Qianlong adalah putra keempat dari
Kaisar Yongzheng, dia memerintah secara resmi dari 11 Oktober 1736 sampai dengan 7 Februari 1795. Pada tanggal 8 Februari
Qianlong pensiunkan diri dan digantikan oleh anaknya,
Kaisar Jiaqing dengan alasan bahwa tidak etis bagi dirinya untuk memerintah lebih lama dari kakeknya,
Kaisar Kangxi. Walaupun
Qianlong sudah pensiun, akan tetapi dia masih memerintah di balik layar sampai kematiannya pada tahun 1799. Walaupun kesejahteraan menyertai Tiongkok pada awal pemerintahannya, hal tersebut tidak bertahan lama dan Tiongkok begitu halnya Dinasti Qing mengalami kemunduran pada masa akhir pemerintahannya.
Awal Kehidupan
Ada mitos dan legenda yang menyatakan bahwa Hongli sebenarnya adalah seorang Han dan bukan keturunan Manchu, selain itu ada juga yang menyatakan bahwa Hongli adalah keturunan setengah Han dan setengah Manchu. Walaupun begitu, dari catatan sejarah, Hongli sangat dikagumi oleh Kakek dan Ayahnya yaitu
Kaisar Kangxi dan
Kaisar Yongzheng. Beberapa sejarawan berpendapat bahwa alasan utama
Kaisar Kangxi menunjuk Yongzheng sebagai penerusnya karena
Qianlong adalah cucu favoritnya. Dia merasa kepribadian dan watak Hongli sangat mirip dengan dirinya. Sebagai remaja, Hongli sangat ahli dalam hal seni bela diri, dan menunjukkan kemampuan yang luar biasa.
Setelah ayahnya menjadi
Kaisar pada tahun 1722, Hongli menjadi Pangeran Bao. Seperti halnya paman - pamannya, Hongli terjerumus dalam pertikaian merebut tahta dengan saudara setengah kandung (sama ayah, beda ibu), Hongshi, yang mendapat banyak dukungan dari pejabat istana, seperti halnya Yinsi, Pangeran Lian. Sudah bertahun - tahun Yongzheng tidak menunjuk putera mahkota, tetapi banyak orang yang berpendapat bahwa Hongli adalah calon favoritnya. Hongli dikirim keluar istana dalam rangka inspeksi di wilayah selatan, dan dikenal sebagai negosiator yang handal serta pemimpin yang bijak. Dia juga terpilih sebagai kepala pengurus pemerintahan sementara, ketika ayahnya sedang berpergian keluar kota.

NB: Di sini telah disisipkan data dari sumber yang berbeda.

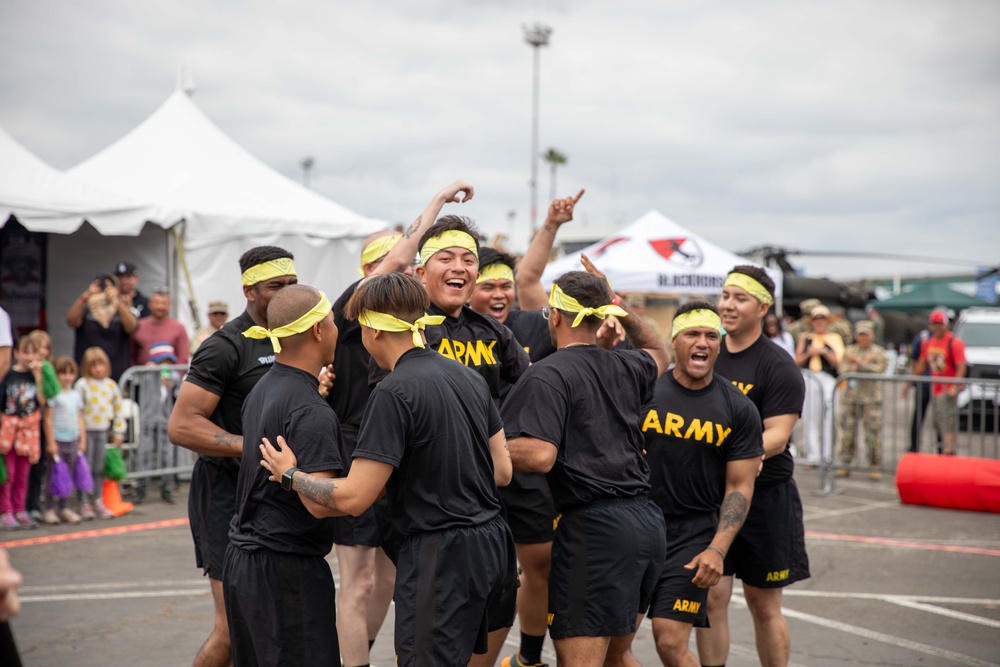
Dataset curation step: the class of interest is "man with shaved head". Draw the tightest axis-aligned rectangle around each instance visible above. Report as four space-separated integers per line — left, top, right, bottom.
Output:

Hongli menikah dengan seorang wanita Manchu dari keluara Fucha yang kemudian menjadi Permaisuri Xiao Xian Chun pada saat Hongli menjadi
Kaisar. Permaisuri Xian Chun adalah permaisuri pertama dan juga merupakan favorit
Qianlong, sayang Xian Chun meninggal pada usia muda.
Perjalanan Menuju Tahta
Walaupun Hongli belum diumumkan sebagai putera mahkota, orang banyak sudah mengetahui siapa yang akan menjadi
Kaisar berikutnya. Hongli muda merupakan favorit kakeknya,
Kaisar Kangxi dan juga ayahnya,
Kaisar Yongzheng yang mempercayakan banyak hal penting kepadanya ketika Hongli masih sebagai seorang pangeran. Hongli juga diikutsertakan dalam diskusi penting mengenai strategi militer. Untuk menghindari krisis suksesi seperti masanya, Yongzheng menulis nama penerusnya, memasukkannya ke dalam kotak bersegel dan disimpan di belakang singgasana di istana Kemurnian Surga (Qianqing Gong 乾清宫). Nama tersebut akan diumumkan kepada anggota kerajaan lainnya dan segenap pejabat senior kerajaan pada saat
Kaisar wafat. Yongzheng meninggal secara tiba - tiba pada tahun 1735, surat wasiat tersebut dikeluarkan dan dibacakan, dan Hongli menjadi
Kaisar Tiongkok dari bangsa Manchu yang keempat. Dia memakai nama era
Qianlong (乾隆), 乾 berarti surga, 隆 berarti kesejahteraan, dimana jika digabung artinya menjadi "Kesejahteraan Surgawi".
Pemerintahan
= Ekspansi Wilayah
=
Xinjiang
Kaisar Qianlong adalah pemimpin militer yang sukses, dia melakukan ekspansi besar - besaran untuk menambah wilayah Dinasti Qing. Hal tersebut dilakukan bukan hanya dengan kekuatan Qing, tetapi juga karena menurunnya kekuatan orang - orang Asia tengah. Dibawah pimpinan
Qianlong, kawasan orang Turki dikuasai Dinasti Qing dan diganti namanya menjadi Xinjiang, sedangkan disebelah barat, Ili ditaklukkan dan dibatasi. Penguasaan Xinjiang oleh Dinasti Qing dikarenakan oleh kekalahan dan kehancuran bangsa Dzungars, koalisi dari Mongolia barat yang menyebabkan masalah di perbatasan Qing sejak tahun 1680. Di antara tahun 1755 dan 1758, 80% dari populasi bangsa Dzungars, atau sekitar 480,000 dan 800,000 orang terbunuh. Hal itu bukan saja sebagai kekalahan perang kerajaan Dzungars, tetapi juga kehancuran bangsa Dzungars itu sendiri. Walaupun menurut perkiraan orang Tiongkok pada abad ke 19, 40% dari bangsa Dzungars kemungkinan terbunuh oleh penyakit Syphilis.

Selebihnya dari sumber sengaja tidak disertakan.